Por supuesto que hay mucha gente que no sabe valorar el trabajo, los conocimientos y el esfuerzo de los demás... Aquello de saber que tornillo apretar...y no, no es que les presté atención a esa clase de personas, para nada, pero me siento orgulloso de lo que se, de lo que aprendí y de lo que práctico, me apasiona la electrónica, y por supuesto me duele que la gente piense que no hay nada detrás de esas placas que conectan entre sí y les cargan un software que ni siquiera son capaces de entender... Creo que eso nos desprestigia, claro que sí.. Ojo, no digo que esté sea el caso del compañero que lanzó la pregunta, no soy quien para juzgar a nadie.

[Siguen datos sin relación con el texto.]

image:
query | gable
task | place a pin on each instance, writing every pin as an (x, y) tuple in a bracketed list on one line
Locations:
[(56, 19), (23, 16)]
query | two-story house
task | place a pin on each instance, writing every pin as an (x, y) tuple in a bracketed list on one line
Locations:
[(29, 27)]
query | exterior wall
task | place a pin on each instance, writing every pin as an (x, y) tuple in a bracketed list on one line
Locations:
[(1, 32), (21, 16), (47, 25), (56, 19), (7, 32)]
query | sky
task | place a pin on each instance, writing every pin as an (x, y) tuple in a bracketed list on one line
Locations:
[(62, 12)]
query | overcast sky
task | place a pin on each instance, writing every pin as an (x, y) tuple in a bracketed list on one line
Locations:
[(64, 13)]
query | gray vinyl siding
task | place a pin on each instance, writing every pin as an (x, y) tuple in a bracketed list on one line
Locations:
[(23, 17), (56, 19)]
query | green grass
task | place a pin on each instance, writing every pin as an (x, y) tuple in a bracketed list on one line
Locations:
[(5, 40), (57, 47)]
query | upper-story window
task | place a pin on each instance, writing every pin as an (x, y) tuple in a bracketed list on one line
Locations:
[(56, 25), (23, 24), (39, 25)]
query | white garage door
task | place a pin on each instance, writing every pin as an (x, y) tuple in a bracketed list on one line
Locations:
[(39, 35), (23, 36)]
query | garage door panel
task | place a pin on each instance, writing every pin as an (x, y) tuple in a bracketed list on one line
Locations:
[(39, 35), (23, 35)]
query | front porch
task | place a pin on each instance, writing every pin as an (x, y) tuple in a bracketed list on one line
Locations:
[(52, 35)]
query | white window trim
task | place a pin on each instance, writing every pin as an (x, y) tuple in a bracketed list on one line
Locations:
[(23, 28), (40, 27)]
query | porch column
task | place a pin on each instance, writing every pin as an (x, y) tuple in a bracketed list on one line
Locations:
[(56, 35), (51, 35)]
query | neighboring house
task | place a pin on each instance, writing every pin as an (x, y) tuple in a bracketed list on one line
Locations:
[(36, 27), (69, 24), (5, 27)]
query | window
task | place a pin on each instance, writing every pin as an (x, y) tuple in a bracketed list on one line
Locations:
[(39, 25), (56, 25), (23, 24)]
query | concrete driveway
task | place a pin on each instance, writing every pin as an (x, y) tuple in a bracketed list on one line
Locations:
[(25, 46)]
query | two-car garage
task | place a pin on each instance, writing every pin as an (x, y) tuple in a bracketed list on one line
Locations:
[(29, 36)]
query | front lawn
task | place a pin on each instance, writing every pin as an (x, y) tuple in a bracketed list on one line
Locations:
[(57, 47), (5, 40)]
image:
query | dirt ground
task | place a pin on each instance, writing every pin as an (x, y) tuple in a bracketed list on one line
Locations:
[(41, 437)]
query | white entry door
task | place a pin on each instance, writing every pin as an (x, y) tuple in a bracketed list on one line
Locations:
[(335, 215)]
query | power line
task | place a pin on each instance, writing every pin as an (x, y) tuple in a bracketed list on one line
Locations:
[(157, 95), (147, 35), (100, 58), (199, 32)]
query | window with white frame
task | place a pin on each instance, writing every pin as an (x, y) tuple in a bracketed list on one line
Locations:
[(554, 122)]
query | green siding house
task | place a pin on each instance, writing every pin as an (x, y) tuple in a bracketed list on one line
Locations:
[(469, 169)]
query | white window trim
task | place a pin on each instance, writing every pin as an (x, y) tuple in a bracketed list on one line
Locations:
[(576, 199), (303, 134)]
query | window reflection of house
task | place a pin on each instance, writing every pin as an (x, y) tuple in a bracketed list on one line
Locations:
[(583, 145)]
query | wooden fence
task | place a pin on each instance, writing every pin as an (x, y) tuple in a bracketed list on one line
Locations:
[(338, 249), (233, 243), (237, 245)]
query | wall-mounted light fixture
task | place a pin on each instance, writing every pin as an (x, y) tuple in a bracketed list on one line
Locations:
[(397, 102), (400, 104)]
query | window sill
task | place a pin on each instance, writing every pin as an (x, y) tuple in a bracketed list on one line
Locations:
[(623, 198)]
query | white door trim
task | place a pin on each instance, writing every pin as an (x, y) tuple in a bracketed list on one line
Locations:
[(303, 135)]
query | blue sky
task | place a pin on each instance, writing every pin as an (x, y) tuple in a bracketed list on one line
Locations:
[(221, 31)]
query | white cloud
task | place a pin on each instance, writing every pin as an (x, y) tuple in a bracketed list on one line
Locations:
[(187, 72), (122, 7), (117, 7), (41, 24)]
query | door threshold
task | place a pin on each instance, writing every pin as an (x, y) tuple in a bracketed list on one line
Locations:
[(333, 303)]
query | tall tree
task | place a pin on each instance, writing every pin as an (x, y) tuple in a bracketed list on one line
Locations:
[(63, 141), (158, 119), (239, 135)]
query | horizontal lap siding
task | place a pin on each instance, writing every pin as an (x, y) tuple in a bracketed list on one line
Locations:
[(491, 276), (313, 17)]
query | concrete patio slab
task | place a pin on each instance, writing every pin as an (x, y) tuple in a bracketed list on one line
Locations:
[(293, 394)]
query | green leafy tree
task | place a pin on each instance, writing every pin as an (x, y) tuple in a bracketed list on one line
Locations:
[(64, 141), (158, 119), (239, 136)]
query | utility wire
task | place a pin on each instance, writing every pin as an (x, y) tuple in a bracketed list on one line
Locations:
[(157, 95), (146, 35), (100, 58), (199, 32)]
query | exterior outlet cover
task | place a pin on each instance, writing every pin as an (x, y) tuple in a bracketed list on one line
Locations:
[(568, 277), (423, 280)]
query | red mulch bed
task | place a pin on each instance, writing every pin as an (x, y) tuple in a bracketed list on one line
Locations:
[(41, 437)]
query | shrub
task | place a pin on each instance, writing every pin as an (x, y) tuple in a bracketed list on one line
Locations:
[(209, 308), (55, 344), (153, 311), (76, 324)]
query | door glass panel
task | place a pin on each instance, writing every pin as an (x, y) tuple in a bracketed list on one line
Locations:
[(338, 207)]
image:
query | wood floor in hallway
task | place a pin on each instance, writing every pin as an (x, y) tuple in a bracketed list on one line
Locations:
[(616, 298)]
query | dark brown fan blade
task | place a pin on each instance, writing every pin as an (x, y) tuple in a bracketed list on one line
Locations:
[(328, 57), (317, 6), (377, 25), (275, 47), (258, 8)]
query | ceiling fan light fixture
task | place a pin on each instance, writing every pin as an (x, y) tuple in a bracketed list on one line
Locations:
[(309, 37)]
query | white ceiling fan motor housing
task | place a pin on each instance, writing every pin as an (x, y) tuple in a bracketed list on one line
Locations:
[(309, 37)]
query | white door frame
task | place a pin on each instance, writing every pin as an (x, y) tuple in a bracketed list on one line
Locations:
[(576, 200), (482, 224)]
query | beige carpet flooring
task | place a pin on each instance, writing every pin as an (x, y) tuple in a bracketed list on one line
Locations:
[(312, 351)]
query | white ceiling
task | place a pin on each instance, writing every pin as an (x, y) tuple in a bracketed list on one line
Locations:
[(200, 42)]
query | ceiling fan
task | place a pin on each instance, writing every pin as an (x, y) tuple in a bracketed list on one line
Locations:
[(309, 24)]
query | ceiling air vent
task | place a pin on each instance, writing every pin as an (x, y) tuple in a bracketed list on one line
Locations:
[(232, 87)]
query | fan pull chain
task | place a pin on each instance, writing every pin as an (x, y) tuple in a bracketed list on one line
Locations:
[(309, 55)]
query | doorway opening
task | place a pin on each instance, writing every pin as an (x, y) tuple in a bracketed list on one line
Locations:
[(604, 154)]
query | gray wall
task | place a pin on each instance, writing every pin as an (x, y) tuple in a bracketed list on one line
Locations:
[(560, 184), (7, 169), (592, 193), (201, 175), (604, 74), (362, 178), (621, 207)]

Y que conste que uso Arduino, para muchos desarrollos me parece una plataforma muy cómoda, igual que uso lenguajes de alto nivel en vez de ensamblador... Asumo que son menos eficientes pero sirven a mis propósitos, pero no por ello dejo de valorar un 16f84 o ensamblador... Al final supongo que eso es lo que espero de la gente, que al menos sepan lo que hay detrás de eso que les resulta más fácil y que lo valoren..

Me gusta que cuando la gente habla de mi oficio o de mi pasión lo hagan con el mismo respeto que yo muestro a un médico o a un albañil pues no entiendo nada de ninguno de sus oficios y asumo que ambos tienen sus técnicas y sus dificultades. Sólo eso.

Y que nadie se me ofenda, perdón si a alguien le ofende algo de lo que he planteado, para nada es mi intención.


----------



## viriato (Feb 9, 2018)

He utilizado un transistor bipolar NPN PN2222.


Y he seguido el montaje del diagrama del cableado y yo veo que he conectado el colector del transistor al motor y el emisor a masa, como dices.











El emisor del transistor está a la izquierda, la base en el centro y el colector a la derecha siguiendo la foto de mi montaje. 



pandacba dijo:


> Si utilizaste el PN2222, entonces este esta invertido, el colector debe ir al motor y el emisor a masa



Descarto que sea por culpa de deterioro de la protoboard, los cables protoboard, los componentes o el deterioro del pin de la misma placa de Arduino. De ser asi, cuando  el terminal de la resistencia de 220 Ohmios hace contacto con el terminal del diodo no funcionaría el motor DC y si lo hace. 




Scooter dijo:


> El transistor está al revés.
> La fuente del Arduino da muy poca corriente. Alimenta el motor "por fuera" de la placa.
> El positivo directo al alimentador y el diodo volante también.
> 
> ...



He hecho lo que me has pedido.

He usado una bateria de 3,7V LIPO solamente con el motor DC y he medido la intensidad de corriente con un polímetro y su valor oscila en torno a los 15 mA y  la salida digital de mi placa Arduino REV Uno3 ofrece 40 mA de salida.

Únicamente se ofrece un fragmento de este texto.